What McQueen establishes is not just the physicality of the howl, but its relationship to the boy’s waking mind, drawn here more as instinctual than premeditated. That he imagines what it is, instead of knowing, speaks to the fact that both the cause and experience of the howl are happening on a level different than his conscious mind.

This naturally forms the plot question why, which McQueen begins revealing in part at the end of the second section, after he howls both in his (also unnamed) stepmother’s presence, and then uncontrollably at school. But before we address that, I want to note that McQueen, soon after the first section, switches perspectives from the boy to the stepmother.

The perspective shift not only allows us access to the adult conversations about the boy’s howling without having it filtered through the child’s perspective, but also works well to answer what might have been a main plot question had we not experienced the howl from the boy’s perspective: whether the uncontrolled howling at school was a behavior problem within the child’s control.

The potential cause of the howling is revealed when the stepmother visits the principal of the boy’s school after being called to come pick her stepson up.

“Our nurse checked him out and she said he was fine physically, so it’s got to be, you know, something else.”

She nodded, understanding his implication, and he smiled with relief.

“Here’s some materials for you to consider.” He handed her a stack of pamphlets. Helping Children Cope With Grief. Teaching Your Child About Loss. The Grief Journey of A Child. She remembered these from before. They were still sitting where she’d placed them—cluttered on top of the fridge next to old bills and expired coupons she’d kept and forgotten about.

McQueen goes on to draw a clear link between the howling and the death of the boy’s father/stepmother’s husband. He’s mourning. But there’s also a link that brings out the wilder possibilities suggested by the title. We discover that though the boy’s father died of a heart attack, what happened afterwards was nothing short of macabre.

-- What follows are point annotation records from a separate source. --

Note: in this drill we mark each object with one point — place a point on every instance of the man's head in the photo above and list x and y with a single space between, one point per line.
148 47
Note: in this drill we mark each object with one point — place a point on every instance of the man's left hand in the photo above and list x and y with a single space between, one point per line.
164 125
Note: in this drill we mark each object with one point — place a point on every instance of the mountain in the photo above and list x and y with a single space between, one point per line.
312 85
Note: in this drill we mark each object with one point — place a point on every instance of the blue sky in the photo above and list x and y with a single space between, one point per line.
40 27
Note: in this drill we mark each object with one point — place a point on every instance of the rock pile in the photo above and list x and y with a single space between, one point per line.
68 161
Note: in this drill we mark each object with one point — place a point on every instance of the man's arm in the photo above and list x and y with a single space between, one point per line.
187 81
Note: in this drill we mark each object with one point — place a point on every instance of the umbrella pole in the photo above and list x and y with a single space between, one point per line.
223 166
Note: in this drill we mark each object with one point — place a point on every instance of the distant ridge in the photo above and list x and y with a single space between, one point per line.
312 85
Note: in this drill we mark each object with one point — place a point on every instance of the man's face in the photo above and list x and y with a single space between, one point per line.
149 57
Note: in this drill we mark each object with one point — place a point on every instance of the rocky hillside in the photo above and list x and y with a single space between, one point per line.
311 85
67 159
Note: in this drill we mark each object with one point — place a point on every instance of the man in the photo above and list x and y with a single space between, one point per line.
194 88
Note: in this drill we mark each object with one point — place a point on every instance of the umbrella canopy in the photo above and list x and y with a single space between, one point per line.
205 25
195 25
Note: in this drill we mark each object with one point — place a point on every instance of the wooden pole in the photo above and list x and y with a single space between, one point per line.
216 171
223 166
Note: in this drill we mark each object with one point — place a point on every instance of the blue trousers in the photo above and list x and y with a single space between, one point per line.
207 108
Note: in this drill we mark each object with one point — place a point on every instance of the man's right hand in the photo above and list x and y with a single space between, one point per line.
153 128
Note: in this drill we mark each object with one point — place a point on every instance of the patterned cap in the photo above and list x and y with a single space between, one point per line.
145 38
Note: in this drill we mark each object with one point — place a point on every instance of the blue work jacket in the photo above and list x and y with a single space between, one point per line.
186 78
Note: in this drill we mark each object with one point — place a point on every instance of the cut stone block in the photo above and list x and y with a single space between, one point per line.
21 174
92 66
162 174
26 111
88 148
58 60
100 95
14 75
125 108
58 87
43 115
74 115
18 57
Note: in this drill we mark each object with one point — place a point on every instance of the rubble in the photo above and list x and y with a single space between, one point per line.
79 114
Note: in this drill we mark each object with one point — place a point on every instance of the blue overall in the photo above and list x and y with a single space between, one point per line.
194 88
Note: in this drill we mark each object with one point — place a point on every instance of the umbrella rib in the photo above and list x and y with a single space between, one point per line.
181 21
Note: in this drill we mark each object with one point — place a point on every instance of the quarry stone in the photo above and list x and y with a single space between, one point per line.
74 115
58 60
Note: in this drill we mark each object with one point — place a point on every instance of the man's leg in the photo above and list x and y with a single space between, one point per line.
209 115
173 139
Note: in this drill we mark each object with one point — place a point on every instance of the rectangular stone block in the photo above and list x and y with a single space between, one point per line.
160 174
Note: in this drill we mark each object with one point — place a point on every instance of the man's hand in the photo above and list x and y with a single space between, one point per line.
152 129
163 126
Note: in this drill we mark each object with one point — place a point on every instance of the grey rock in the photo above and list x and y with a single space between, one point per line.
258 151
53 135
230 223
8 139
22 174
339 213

In the morning, noticing the empty space next to her, she got out of bed to look for him and saw the horror outside. The blood-stained grass. The dried bits of what was left of his entrails scattered across the lawn. Her husband’s flesh gnawed on like jerky, the bones broken—some of the bones even taken by the wolves as a snack for later.

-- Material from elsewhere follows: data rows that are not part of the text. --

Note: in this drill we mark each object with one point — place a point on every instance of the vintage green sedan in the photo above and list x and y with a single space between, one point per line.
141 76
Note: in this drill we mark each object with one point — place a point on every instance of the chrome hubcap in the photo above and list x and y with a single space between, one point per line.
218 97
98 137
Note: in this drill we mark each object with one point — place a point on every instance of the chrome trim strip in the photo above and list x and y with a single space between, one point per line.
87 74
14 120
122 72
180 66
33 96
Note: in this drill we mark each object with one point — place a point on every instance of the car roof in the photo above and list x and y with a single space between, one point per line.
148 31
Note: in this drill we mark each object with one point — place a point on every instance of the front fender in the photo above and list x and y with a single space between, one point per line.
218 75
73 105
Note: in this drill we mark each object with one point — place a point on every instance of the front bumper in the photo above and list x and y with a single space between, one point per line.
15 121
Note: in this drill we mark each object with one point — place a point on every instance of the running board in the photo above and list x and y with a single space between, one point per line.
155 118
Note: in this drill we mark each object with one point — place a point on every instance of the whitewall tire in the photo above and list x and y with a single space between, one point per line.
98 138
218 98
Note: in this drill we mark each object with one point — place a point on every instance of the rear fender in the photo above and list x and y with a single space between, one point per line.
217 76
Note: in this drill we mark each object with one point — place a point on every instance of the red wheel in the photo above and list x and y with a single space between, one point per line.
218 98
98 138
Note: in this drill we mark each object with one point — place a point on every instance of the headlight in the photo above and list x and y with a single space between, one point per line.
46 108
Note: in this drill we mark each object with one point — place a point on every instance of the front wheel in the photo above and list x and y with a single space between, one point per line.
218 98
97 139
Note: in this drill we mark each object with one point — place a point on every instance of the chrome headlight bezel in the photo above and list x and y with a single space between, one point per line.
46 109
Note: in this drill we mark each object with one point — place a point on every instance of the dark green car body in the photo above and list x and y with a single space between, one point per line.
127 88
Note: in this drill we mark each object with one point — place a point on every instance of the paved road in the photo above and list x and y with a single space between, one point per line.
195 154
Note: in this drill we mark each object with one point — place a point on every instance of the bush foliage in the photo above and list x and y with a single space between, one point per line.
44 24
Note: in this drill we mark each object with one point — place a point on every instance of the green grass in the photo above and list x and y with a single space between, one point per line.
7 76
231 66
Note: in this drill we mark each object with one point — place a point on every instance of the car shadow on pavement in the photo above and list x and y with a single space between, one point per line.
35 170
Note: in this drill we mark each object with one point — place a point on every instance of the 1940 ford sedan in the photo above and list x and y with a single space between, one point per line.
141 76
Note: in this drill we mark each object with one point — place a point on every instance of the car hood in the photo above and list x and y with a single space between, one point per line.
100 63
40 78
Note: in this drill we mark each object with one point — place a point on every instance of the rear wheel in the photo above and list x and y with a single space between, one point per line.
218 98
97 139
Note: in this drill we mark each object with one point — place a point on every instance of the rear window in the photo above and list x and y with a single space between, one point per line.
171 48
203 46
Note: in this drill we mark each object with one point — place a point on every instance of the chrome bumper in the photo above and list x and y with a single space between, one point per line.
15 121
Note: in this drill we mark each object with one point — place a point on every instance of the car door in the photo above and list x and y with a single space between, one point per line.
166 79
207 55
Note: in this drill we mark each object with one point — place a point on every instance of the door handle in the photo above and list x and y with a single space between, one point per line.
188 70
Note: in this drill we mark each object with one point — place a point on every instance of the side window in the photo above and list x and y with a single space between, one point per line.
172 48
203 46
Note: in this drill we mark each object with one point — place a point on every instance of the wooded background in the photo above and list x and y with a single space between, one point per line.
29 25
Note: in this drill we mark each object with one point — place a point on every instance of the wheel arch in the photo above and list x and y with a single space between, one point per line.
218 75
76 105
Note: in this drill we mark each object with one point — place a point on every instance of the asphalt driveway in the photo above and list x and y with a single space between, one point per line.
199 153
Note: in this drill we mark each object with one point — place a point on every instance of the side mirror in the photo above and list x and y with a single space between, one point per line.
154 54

Had he known? That morning, her first instinct was to look for him, to make sure he had not gone outside and seen. She went to his bedroom and was relieved to see he was in bed asleep. At least he had not seen, and that was the comfort she kept with her as she pulled on the curtains and called the police.

She had not cried then or on any of the days after.

With the wolves, McQueen adds complexity to the dark, mournful, animal/instinctual nature of a howl, contrasted bitterly with the pamphlets provided by the principal, which now seem trite in comparison—if they didn’t already before.

But while the stepmother’s instinct wasn’t to howl, notice above what was: the desire to make sure the boy was safe. This has a bearing on the end, as we find what the stepmother had at one point considered.

“She had thought about getting rid of him, telling him she was unfit and abandoning him at a group home for orphans. She’d found one in the city and on a hot afternoon she drove there to see, parking her car at a butcher’s nearby. The worker inside eyed her through the glass as she jaywalked across street to the home. There were patches of dried grass among the dirt.”

She doesn’t give him away. In fact, by the end of the story—which I won’t ruin here—it’s the boy’s howling that both draws them closer together as a family, as well as opens up avenues for her to mourn as well.

Not lost is the commentary on our modern, post-enlightenment world: it’s often our wilder instincts, not our nuanced thoughts or societal conventions, that bring us deeper into relationship and healing, amidst tragedy.